• Rheumatoide Arthritis

    von  • 15/11/2011 • Boron, Gelenke, Knorpel, Sehnen, Gingerole, Glucosamine, Guggul, Guggulsterone, Ingwer, Katzenkralle, Krankheiten, Oleocanthal, Oleuropein, Olivenblattextrakt, Rheumatische Arthritis, Vitamin K2, Weihrauch • 0 Kommentare

    Die wichtigsten Wirkstoffe bei der natürlichen Behandlung von rheumatische Arthritis:
    Teufelskralle, Ingwer, Olivenblattextrakt, Katzenkralle, Kurkuma, Guggul, Vitamin K2, Glucosamine, Boron, Vitamin D

    Rheumatische Arthritis
    Die rheumatoide Arthritis ist die häufigste entzündliche Gelenkerkrankung. Gemäss dem schweizer Bundesamt für Statistik sind 11.3% der Bevölkerung betroffen. In Deutschland schätzt man die Zahl der Erkrankungen auf 800.000, wobei Frauen rund drei mal so häufig betroffen sind wie Männer.

    An der rheumatoiden Arthritis können Menschen aller Altersgruppen erkranken. Häufig ist ein Auftreten zwischen 35 und 45 Jahren. Es können jedoch auch Kinder betroffen sein; dies nennt man dann eine juvenile idiopathische Arthritis. Die Prävalenz nimmt mit steigendem Alter zu. Als Gipfel der Neuerkrankungsrate wird bei Frauen das Alter zwischen 55 und 64 Jahren, bei Männern das Alter zwischen 65 und 75 Jahren gesehen.

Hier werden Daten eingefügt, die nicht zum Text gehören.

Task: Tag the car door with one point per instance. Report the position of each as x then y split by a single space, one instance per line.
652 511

    Rheumatoide Arthritis (RA) ist eine Autoimmunerkrankung, die Schmerzen, Schwellungen, Steifigkeit und Funktionsstörungen in den Gelenken verursacht. Im Gegensatz zu Osteoarthritis, der häufigsten Arthritis, die von Verschleiss an Gelenken stammt und in der Regel nur mit zunehmendem Alter sich entwickelt, kann RA Einfluss auf alle Altersklassen haben. Die Krankheit kann zu enormem Leid führen – es kann die Augen, Mund und Lungen sowie Gelenke angreifen. Zur Behandlungen gehören Steroide und andere Medikamente, die schwere Nebenwirkungen mit sich bringen.

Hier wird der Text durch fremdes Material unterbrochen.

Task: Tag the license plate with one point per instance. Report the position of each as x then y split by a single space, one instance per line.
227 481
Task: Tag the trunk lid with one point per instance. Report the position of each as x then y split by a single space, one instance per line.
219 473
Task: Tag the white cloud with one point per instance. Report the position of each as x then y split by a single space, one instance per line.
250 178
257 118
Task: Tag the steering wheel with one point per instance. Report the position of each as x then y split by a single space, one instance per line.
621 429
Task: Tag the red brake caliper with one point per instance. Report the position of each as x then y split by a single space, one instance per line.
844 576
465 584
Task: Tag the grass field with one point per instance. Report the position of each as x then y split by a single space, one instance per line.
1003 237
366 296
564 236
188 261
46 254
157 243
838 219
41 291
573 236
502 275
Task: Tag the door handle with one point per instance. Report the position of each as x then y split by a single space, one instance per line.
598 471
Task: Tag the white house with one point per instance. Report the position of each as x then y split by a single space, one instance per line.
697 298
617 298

    Die Ursachen der Erkrankung sind bislang weitgehend ungeklärt. Es wird eine autoimmune Ursache angenommen, bei der körpereigene Substanzen, z. B. der Gelenkknorpel, von Zellen des Immunsystems angegriffen werden. Krankheitsauslösend können, so eine wissenschaftliche Hypothese, Viren und Bakterien sein, ähnlich wie es bei der Pathogenese des rheumatischen Fiebers beschrieben wird. Neuerdings wird auch der Zusammenhang zwischen einer Parodontitis-Erkrankung und dem Entstehen einer rheumatoiden Arthritis diskutiert.

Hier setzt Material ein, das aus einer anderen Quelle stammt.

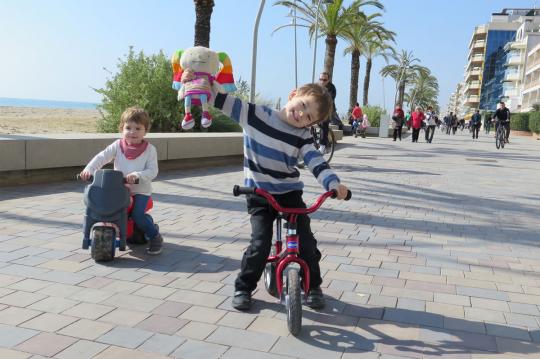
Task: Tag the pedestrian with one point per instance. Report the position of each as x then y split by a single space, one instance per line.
398 118
503 116
430 124
476 123
416 122
324 80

    Verschiedene Behandlungen stehen zur Verfügung. Nicht-medikamentöse Behandlung umfassen physikalische Therapie, Ergotherapie und Ernährungstherapie, wobei diese das Fortschreiten der Gelenkzerstörung nicht stoppen können. Schmerzmittel und Antiphlogistika, einschließlich Steroide, werden verwendet, um die Symptome zu unterdrücken, während Antirheumatikas erforderlich sind, um das Immunsystem zu hemmen und langfristigen Schäden vorzubeugen.

    Das Ziel der Behandlung zweierlei, erstens die Linderung der aktuellen Beschwerden und zweitens, die Verhinderung der zukünftigen Zerstörung der Gelenke. Diese beiden Ziele sind oft gegensätzlich: Während die Schmerzmittel das erste Ziel erreichen können, haben sie keinen Einfluss auf die langfristigen Folgen.